All of that is to say that coming up with a safe distance from a person shedding the coronavirus is difficult. Duration, ventilation and the number of “silent shedders” in an indoor space will all affect how the virus is or is not transmitted.

“For society to resume, measures designed to reduce aerosol transmission must be implemented, including universal masking and regular, widespread testing to identify and isolate infected asymptomatic individuals,” recommended the group of scientists.

Some of the most important places to wear masks are where high concentrations of the virus can accumulate, such as airplanes, restaurants, health care settings and other crowded spaces, they wrote.

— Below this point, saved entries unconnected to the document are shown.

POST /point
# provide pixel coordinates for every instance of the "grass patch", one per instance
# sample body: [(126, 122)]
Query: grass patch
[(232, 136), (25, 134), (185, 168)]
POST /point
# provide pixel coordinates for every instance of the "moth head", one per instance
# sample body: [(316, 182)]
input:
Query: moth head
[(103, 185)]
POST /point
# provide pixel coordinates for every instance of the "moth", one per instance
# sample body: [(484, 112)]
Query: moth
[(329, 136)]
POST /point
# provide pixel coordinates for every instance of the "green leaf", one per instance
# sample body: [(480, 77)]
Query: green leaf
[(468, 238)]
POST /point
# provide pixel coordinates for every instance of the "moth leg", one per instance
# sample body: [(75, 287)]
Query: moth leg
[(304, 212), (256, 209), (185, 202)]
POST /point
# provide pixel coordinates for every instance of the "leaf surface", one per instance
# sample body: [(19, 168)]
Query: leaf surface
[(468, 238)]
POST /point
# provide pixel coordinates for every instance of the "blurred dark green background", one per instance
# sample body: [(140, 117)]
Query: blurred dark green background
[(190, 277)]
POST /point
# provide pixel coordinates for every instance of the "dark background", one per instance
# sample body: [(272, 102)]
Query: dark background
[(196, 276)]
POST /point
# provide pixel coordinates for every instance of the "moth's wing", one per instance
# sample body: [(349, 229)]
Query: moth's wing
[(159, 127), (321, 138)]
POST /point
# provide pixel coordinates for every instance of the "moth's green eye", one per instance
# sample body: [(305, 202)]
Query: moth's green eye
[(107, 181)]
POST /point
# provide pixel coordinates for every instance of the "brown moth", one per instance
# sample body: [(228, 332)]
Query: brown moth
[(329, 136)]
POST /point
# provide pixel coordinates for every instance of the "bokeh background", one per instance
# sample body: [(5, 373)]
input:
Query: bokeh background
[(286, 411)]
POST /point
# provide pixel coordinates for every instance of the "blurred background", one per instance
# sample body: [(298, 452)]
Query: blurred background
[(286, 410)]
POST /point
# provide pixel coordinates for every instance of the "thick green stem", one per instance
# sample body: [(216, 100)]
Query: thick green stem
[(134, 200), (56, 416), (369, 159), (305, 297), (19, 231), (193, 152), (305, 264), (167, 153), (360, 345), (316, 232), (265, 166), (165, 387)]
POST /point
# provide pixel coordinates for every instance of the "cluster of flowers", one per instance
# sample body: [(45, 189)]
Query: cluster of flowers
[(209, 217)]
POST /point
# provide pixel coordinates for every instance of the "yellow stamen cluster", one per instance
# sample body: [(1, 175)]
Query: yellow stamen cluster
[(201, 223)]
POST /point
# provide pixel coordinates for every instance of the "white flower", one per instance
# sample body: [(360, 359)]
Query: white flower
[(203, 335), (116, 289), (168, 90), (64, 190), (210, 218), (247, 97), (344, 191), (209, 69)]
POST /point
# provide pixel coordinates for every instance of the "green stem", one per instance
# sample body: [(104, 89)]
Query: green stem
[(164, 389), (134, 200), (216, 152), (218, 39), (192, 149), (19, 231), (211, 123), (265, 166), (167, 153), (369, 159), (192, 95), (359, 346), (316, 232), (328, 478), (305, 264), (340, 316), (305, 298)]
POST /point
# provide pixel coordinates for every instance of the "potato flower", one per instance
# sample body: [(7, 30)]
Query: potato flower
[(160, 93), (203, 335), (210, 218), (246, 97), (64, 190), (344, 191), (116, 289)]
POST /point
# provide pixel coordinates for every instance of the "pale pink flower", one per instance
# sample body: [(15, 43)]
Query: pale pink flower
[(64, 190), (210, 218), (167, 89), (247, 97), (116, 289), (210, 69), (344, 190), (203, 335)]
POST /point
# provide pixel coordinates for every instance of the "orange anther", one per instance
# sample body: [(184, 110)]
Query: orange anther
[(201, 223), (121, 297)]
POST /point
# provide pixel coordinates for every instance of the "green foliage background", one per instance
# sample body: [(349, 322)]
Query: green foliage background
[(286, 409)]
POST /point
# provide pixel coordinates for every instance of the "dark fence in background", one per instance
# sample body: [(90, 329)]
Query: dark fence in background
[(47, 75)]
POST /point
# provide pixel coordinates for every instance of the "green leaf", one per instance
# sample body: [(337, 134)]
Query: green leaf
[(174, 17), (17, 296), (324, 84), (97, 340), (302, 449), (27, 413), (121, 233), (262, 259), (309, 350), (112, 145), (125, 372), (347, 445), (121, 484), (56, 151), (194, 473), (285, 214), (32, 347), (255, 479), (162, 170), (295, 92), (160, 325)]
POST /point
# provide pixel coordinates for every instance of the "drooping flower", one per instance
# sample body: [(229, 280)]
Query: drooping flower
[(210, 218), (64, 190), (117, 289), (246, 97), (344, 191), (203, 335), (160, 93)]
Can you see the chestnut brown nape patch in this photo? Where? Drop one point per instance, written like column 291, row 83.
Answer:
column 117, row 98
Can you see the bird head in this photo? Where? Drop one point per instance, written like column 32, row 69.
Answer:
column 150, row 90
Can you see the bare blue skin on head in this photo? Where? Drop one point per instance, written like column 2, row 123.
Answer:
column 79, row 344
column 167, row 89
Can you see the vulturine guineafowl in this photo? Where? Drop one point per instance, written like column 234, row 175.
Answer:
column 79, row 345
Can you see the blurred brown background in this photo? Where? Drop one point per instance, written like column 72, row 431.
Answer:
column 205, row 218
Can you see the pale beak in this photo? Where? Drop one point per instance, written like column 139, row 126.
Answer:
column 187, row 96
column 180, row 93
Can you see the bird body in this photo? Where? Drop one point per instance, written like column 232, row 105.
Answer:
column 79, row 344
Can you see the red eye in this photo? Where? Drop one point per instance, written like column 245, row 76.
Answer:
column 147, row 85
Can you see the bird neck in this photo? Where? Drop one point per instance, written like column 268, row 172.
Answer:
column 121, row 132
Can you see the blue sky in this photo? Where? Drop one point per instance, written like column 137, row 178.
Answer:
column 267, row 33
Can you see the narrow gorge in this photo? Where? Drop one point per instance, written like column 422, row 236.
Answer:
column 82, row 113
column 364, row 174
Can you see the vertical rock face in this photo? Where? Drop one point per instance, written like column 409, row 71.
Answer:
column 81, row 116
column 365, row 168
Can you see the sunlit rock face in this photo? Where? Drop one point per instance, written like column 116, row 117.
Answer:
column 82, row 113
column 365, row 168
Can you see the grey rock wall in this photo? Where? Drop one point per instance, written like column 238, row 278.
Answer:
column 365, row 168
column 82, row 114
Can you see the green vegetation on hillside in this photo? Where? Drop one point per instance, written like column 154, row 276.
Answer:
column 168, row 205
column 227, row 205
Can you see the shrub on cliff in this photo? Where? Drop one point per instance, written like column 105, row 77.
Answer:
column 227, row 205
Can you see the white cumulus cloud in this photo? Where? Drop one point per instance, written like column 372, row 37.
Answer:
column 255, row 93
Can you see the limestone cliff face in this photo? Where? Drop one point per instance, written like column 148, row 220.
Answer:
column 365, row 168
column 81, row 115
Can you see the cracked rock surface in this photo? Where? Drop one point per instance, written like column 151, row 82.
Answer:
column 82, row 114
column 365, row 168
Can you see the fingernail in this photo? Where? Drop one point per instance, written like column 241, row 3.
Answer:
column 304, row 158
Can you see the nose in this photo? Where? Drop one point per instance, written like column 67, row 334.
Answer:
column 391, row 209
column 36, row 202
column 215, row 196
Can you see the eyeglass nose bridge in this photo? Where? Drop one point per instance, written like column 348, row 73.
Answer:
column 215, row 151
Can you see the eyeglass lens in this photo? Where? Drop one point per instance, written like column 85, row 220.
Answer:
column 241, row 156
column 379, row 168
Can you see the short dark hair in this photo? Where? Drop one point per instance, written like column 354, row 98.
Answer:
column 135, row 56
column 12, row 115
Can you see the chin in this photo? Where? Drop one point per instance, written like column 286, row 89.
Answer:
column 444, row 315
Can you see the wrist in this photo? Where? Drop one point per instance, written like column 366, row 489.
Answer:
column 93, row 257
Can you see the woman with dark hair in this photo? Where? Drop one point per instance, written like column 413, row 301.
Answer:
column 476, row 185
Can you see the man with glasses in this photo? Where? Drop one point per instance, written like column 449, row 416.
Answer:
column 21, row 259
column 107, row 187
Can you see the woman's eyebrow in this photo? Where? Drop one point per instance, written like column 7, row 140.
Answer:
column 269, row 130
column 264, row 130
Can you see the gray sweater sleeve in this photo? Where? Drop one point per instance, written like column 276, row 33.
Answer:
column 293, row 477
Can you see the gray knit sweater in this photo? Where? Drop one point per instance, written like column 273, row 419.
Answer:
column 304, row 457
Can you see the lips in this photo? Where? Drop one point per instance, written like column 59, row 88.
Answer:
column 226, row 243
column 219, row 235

It’s not the first time the effectiveness of two-meter social distancing has been questioned. In March, a Massachusetts Institute of Technology study suggested viral droplets from a cough or sneeze could create a gas cloud with a payload of pathogen-bearing droplets extending seven- to eight metres away.

And earlier this month, another study published in the scientific journal Physics of Fluids found that while droplets didn’t travel out of the two-metre social distancing recommendation in windless conditions, wind speeds between four and 15 km/h enabled droplets to travel six metres away. 

However, like much of the science around COVID-19, “Our understanding of the mechanisms of airborne transmission of viruses is incomplete,” note the authors, and “further research is required.”